This blog is intended to go along with Population: An Introduction to Concepts and Issues, by John R. Weeks, published by Cengage Learning. The latest edition is the 13th (it will be out in January 2020), but this blog is meant to complement any edition of the book by showing the way in which demographic issues are regularly in the news.

You can download an iPhone app for the 13th edition from the App Store (search for Weeks Population).
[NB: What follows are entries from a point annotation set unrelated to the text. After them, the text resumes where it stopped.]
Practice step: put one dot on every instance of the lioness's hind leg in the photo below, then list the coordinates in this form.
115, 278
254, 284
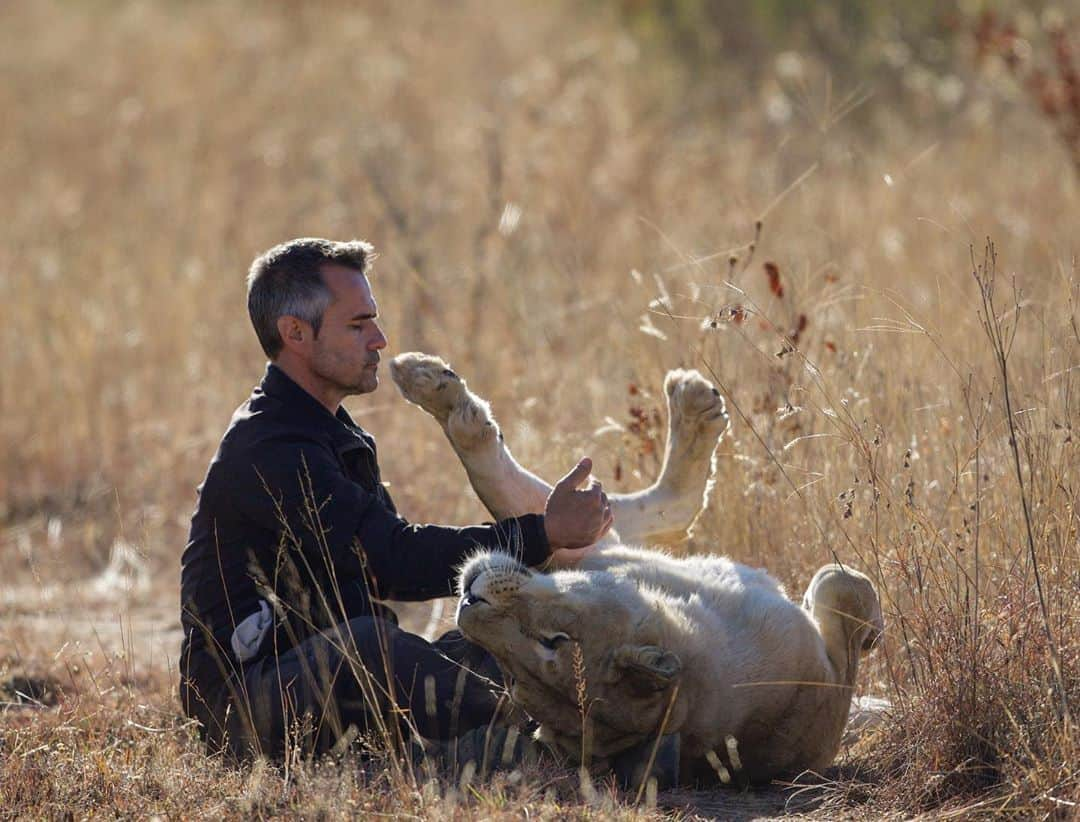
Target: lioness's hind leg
697, 419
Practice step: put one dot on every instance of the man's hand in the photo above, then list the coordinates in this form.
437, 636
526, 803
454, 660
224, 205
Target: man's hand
576, 519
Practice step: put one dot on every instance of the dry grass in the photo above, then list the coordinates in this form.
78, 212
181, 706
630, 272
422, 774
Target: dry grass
555, 211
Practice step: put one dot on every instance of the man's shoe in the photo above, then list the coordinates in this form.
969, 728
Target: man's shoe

If you are a user of my textbook and would like to suggest a blog post idea, please email me at:

Monday, June 4, 2012

The Demographics of the 2012 Presidential Election

The 2010 Census confirmed that the demographics of the US continue to change in rather dramatic ways. This is not the White Anglo-Saxon Protestant (WASP) country of the 1950s. Immigration has changed that, although since many immigrants are not citizens, and their children may not yet be of voting age, the electorate is less demographically different from the past than is the population at large. These and other demographic issues related to the upcoming Presidential Election are the topics of an Opinion piece in today's New York Times by Thomas Edsall, a Professor of Journalism at Columbia University and author of “ The Age of Austerity: How Scarcity Will Remake American Politics.”   The politics of race/ethnicity and religion are of particular interest to Edsall:
In a study published in February 2008, the Pew Forum on Religious and Public Lifefound that mainline Protestants, once the dominant force not only in politics but in the national culture, had fallen to 18.1 percent of the electorate, behind both Protestant evangelicals and Catholics – and barely ahead of the fast-growing category of “unaffiliated,” which reached 16.1 percent.
But, here's the demographically most interesting bit, and I have underlined the punch line:
As presently constituted, the Republicans have become the party of the married white Christian past. This stance proved effective in the 1970s and 1980s, and again in 1994 and 2010, but time is running out. Will the party, of necessity, become more amenable to religious diversity? Will conservatives embrace immigration reform? Will Republicans try to drive a wedge between Hispanic and black voters in an effort to fracture the Democratic coalition? And will Republicans look to a more subdued form of capitalist competition?
 How will the Democratic Party cope with the fast approaching moment when non-Hispanic whites become a minority of its voters? Will Democratic presidential nominating contests become explicitly racial and ethnic? Will religious non-observance and a larger role for the state in the economy become explicit hallmarks of the center-left?
Edsall does not claim to have answers to those questions, but we should all give them some serious thought.